ヒナは、赤くなってしまった目を見開いて、吸い込まれるように水島の目を見ていた。
水島の、ヒナを見る目を見たとき。
ヒナの、水島を見る目を見たとき。
ああ、あたしは、ここから離れなきゃって、…思った。
できるだけ静かに、ゆっくり背を向ける。
泣きたかった。
だけど、そんなあたしの背中の向こうで聞こえてきたのは。
「………やっぱ何でもねぇや。…元気でな」
「……うん。
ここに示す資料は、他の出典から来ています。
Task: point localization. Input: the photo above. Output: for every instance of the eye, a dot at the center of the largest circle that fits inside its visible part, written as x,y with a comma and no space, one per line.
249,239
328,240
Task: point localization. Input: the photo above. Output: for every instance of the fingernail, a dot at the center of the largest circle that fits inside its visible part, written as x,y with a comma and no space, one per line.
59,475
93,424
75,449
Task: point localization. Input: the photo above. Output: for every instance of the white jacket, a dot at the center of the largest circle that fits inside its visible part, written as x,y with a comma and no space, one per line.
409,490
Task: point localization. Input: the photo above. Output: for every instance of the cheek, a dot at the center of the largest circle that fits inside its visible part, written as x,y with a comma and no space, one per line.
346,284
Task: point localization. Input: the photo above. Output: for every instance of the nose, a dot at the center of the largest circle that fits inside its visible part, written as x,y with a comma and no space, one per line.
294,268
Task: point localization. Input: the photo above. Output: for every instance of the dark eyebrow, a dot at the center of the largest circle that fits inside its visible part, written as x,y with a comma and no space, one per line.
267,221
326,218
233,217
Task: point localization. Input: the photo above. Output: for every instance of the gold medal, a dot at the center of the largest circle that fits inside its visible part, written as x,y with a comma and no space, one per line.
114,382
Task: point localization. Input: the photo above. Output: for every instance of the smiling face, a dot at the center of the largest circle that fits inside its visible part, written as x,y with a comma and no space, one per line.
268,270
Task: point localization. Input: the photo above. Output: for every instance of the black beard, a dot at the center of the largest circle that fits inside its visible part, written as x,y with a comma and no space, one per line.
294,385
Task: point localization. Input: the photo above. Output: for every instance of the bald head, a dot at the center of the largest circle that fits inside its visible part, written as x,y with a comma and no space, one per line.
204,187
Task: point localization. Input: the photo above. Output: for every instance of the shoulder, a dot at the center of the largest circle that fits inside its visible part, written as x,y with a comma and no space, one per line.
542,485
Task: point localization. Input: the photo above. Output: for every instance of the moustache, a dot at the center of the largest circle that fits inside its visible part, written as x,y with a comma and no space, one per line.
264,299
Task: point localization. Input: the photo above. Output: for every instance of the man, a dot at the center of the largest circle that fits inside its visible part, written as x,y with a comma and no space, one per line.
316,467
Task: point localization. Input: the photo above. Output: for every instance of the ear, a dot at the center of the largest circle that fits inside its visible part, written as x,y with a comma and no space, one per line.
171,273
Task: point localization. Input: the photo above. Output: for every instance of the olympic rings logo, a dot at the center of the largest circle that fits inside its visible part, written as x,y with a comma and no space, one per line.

…ばいばい」
ヒナと、ヒナのお母さんを乗せた車が走り去ったあと。
「……水島の…バカーーーーーーーーーーっ!!!!」
「あ!?いてっ、何だよ!」
涙がぼろぼろ出てきて、何にも見えなくなって、ワケわかんなくなって。
ただ、横にいる水島のことがめちゃくちゃむかついて。
ほんっとに、すっごい、むかついて。
がむしゃらに、水島のことを殴りまくった。
だけど、水島より何よりいちばんむかついたのは。
ほっとした、自分だった。
中学に入ってもやっぱり、水島はバカだった。
いっつもふざけてて、みんなを盛り上げて。
あたしもバカだから、水島と一緒にみんなを盛り上げて。
騒いで、笑って。
だけどあいつは、走るときだけはすごく真剣だった。
朝は誰よりも早く来て、部活の後は誰よりも遅くまで残って。
あたしも水島と同じ陸上部で、ずっとがむしゃらに走りまくってたから、知ってる。
…誰よりも、あいつは努力してて。
なのに、それをあいつは周りに伝えない。
クラスのみんなは、きっとバカな水島しか知らない。
…だけど、あたしは。
怖いぐらいに真剣なあいつの目を、知ってる。
ときどき、すごく遠くの空を見つめていることを…知ってる。